И столовая. Пол паркетный. Но немцы, которые жили до нас, покрасили чем-то черным, наверное гуталином. Я сколько ни терла, не смогла оттереть. В квартире холод. Когда-то было центральное отопление. Теперь оно не работает. Прихожу из школы и не могу согреться.
В доме живут почти одни немцы – генералы и офицеры. На нашей площадке профессор Бельский – глазник, его сын – хирург. Они работают в областной больнице. Наверху полицай. На 1-м этаже художник Самокиш. У него живут жена Айвазовского – черная и злая и еще смотрители музея Айвазовского в Феодосии – Бризгалы. Когда я иду в школу или обратно, то высовываются в дверь и тут же захлопывают.

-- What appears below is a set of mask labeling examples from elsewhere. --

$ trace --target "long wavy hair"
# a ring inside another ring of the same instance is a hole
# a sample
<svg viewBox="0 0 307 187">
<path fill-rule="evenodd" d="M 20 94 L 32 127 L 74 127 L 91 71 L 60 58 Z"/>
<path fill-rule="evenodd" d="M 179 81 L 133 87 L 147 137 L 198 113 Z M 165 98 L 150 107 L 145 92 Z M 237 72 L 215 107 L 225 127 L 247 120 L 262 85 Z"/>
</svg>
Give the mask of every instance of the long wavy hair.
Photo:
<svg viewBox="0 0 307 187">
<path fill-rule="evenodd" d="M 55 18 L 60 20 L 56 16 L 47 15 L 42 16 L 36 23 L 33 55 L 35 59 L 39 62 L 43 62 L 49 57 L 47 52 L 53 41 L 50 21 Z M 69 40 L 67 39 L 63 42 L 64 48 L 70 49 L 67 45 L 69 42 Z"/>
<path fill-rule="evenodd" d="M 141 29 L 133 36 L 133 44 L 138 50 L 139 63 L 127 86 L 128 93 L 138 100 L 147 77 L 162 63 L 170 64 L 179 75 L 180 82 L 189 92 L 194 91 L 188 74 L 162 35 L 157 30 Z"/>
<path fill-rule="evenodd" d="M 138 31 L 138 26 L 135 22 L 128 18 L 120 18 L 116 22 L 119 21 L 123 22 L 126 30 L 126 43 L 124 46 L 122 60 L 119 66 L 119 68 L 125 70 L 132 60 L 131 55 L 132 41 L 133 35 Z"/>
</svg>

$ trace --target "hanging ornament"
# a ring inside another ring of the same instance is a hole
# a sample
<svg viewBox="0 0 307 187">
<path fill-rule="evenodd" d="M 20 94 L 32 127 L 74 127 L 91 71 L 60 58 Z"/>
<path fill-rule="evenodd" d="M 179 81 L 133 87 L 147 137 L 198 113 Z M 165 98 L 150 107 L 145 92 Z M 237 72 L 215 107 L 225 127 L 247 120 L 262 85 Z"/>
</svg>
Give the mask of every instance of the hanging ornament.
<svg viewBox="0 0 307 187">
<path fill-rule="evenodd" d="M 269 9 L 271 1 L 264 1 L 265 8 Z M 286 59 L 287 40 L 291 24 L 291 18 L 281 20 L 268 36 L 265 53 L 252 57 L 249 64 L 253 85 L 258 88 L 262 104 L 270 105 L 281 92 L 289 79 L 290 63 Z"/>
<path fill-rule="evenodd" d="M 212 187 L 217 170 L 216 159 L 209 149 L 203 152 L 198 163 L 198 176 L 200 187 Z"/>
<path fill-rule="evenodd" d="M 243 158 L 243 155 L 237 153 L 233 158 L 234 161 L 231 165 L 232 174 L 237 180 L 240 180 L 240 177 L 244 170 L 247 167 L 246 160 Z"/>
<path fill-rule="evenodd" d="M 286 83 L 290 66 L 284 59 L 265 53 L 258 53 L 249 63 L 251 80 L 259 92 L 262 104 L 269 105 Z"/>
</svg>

Что они хотят? У самого Самокиша мастерская в соседнем доме. Одну комнату у них занимает немец майор. Еще у них кот и попугай. Попугай все понимает и говорит.
1 марта
По утрам, когда я иду в школу, денщик генерала здоровается и говорит мне пароль.
Я уже два раза ходила в театр. Приезжают артисты из всех стран. Идут и наши спектакли.
Смотрела «Маленькую шоколадницу» и ревю из Парижа. Так здорово. Такие костюмы потрясные. В театре в фойе две двери. В одну входят немцы, в другую – русские.
Здесь у меня новые подруги – Тамара и Рита. Они красивые, а я и некрасивая, и плохо одета.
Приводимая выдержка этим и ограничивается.